= Double sestertius =

Large Roman coin made of brass issued in 249-251 AD

A double sestertius of Postumus (doubled value indicated by the portrait head's radiate crown), made as an overstrike of a much older sestertius, probably of 1st century AD date. It can be seen that the new design does not fill the older coin's face, leaving traces of the original lettering. About 259–268 AD. The coin is 34mm wide.

The double sestertius was a large Roman coin made of orichalcum ("gold-brass") first issued by Emperor Trajan Decius in AD 249–251, as a response to the inflationary pressures of the time which had devalued the buying power of the conventional sestertius. In reality the new coin was little bigger than the traditional sestertius, which by then was being manufactured at a lower weight and smaller size than it had originally been, and was not a success. Although commonly described as a "double" sestertius, it was probably worth only one sestertius and a half.

The new coin fell out of use but was revived by the rebel emperor Postumus (259–268), who ruled a breakaway empire consisting of Britain, Gaul and parts of Germany, and was keen to associate his regime with a reformed coinage system. Postumus issued his own version of the double sestertius, often taking very worn old sestertii and using these to overstrike his own portrait and legends on, probably because of a shortage of metal. The double sestertii were terminated in early 262.

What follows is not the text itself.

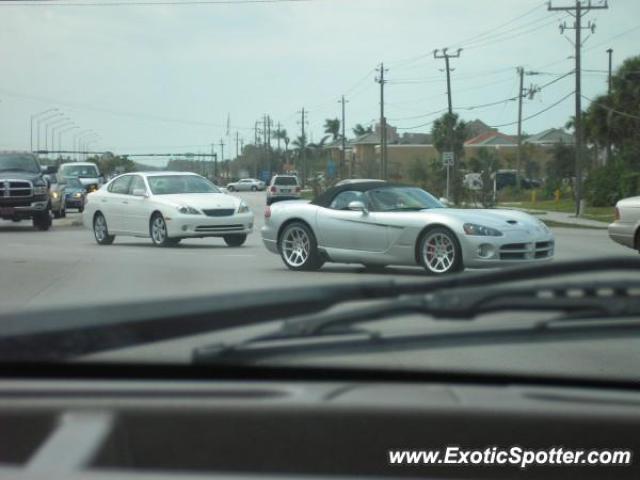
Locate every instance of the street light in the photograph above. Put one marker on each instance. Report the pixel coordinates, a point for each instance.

After his reign, the Roman coinage system degenerated further with almost the only circulating pieces being very debased double-denarius coins, known to us as antoniniani or 'radiates' (from the use of the radiate crown). Older coins like the sestertius soon dropped entirely out of use, with many being melted down to create new radiates. By the fourth century AD even these had been discontinued and an entirely new coinage system had been created.